Motivated by a desire to help the Marian House meet its goal to “feed the hungry,” Cardwell and Crosson – along with former Briarhurst Manor owners, Sigi and Kandace Krauss, decided to organize the first annual “Golf for Groceries” fundraising event. In July, an informal committee formed, and Dan White, Woodmoor Country Club chef, along with dozens of restaurants, food suppliers and community supporters committed to assist in the effort. Some of those companies include: Woodmoor Pines Country Club; United Restaurant Supply (represented by Jim Rogers, former owner of McKenna’s Pub); Cheers; Coors; Sinton Dairy Foods; Coca-Cola Distributing; Pepsi-Cola (Lane Sales)and many, many more. As a grand prize, Italian restaurant, Buco di Beppo will donate dinner for eight; the Broadmoor is donating brunch for four; The Cliff House will provide overnight accommodations; Chinook Bookstore has contributed a gift certificate; Howard’s Pit Barbeque will help feed guests on September 13; and the City of Colorado Springs Valley Hi golf professional, Mike Northern, will contribute golf lessons to fund-raising bidders. The list of support goes on and on.

“We have been so touched by the response we have received this far,” says Don Holliday, Cardwell’s husband and high-tech employee. “Our friends in the food industry understand the importance of feeding the hungry – and they have been a tremendous help in getting the word out.”

According to Cardwell, the tournament to benefit the Marian House Soup Kitchen will be held on Friday, September 13, 2002 at the Woodmoor Pines Country Club, in Monument. Supporters can sign up to play golf, sponsor a hole, or attend the buffet only. The cost is $125.00 per person for golf – including 18 holes, golf cart, prizes, tournament memento, grazing buffet, wine and beer. Non-golfers may participate for $35 per person for the grazing buffet only. Hole sponsorships are offered at either the $650 and $1,000 level.

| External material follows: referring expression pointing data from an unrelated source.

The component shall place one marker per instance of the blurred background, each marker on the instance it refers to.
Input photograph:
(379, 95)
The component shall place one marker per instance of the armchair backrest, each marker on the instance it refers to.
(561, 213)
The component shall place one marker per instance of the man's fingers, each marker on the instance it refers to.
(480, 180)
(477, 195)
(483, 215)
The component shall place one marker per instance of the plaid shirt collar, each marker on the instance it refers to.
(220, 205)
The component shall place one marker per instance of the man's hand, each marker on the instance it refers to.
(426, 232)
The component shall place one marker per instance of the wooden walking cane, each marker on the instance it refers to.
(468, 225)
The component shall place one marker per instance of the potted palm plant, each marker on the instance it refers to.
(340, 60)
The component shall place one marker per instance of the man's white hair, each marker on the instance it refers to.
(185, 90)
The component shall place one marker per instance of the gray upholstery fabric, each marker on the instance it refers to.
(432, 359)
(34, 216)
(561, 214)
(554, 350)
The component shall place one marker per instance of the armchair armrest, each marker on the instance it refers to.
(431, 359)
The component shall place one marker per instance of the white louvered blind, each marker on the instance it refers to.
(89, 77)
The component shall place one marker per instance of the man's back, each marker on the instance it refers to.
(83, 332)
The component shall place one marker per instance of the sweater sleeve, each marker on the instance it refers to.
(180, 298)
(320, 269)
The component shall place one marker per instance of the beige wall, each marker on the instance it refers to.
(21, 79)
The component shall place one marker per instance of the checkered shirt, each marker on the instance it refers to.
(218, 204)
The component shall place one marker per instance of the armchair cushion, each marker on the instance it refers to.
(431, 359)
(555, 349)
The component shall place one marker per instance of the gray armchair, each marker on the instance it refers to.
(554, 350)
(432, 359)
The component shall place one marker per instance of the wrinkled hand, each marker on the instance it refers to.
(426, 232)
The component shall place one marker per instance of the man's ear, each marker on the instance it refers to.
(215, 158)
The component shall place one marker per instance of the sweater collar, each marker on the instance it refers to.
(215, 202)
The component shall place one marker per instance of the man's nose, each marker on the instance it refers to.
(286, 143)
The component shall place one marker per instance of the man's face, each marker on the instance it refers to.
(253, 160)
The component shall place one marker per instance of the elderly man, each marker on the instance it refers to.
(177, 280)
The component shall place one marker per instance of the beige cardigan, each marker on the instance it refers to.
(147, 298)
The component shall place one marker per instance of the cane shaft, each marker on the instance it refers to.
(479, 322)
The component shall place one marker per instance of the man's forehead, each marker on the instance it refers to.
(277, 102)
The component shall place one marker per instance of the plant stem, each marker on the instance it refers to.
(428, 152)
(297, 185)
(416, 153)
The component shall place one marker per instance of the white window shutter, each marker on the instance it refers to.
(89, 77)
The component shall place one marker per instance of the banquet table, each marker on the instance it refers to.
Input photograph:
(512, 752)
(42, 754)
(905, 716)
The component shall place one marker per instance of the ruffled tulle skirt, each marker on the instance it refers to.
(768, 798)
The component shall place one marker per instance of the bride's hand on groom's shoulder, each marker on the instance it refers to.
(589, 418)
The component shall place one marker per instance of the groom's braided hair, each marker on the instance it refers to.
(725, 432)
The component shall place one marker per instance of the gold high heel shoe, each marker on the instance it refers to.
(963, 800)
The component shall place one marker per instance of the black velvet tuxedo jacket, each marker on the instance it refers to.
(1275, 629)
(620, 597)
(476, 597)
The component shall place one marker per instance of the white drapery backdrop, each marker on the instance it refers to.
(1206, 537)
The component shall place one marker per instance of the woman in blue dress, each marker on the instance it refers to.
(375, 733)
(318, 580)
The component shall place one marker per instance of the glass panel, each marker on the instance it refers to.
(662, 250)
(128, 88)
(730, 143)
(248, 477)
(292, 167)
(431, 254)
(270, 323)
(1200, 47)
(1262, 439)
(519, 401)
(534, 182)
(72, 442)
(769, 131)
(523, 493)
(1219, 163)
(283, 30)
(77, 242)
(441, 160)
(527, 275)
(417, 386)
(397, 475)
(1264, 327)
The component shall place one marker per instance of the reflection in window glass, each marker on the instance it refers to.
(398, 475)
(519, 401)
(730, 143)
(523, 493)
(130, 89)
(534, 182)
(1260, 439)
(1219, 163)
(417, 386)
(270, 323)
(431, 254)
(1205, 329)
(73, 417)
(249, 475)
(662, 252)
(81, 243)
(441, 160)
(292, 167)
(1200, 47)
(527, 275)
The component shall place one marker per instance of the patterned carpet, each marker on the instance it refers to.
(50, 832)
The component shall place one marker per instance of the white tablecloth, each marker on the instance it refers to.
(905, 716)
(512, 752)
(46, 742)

“This is the first fundraiser ever organized for the Marian House Soup Kitchen,” said Crosson. “We feed the hungry seven days a week, 365 days a year, and appreciate our friends in the restaurant industry for their loyal support. Some, like the Cheyenne Mountain Conference Resort, Safeway and Kings Soopers have saved us many times with their regular donations.” Crosson also notes that more than 175,000 individuals are served with hot, nutritious meals each year by community volunteers. “I don’t know what we’d do without such strong support from area businesses and volunteers,” he said.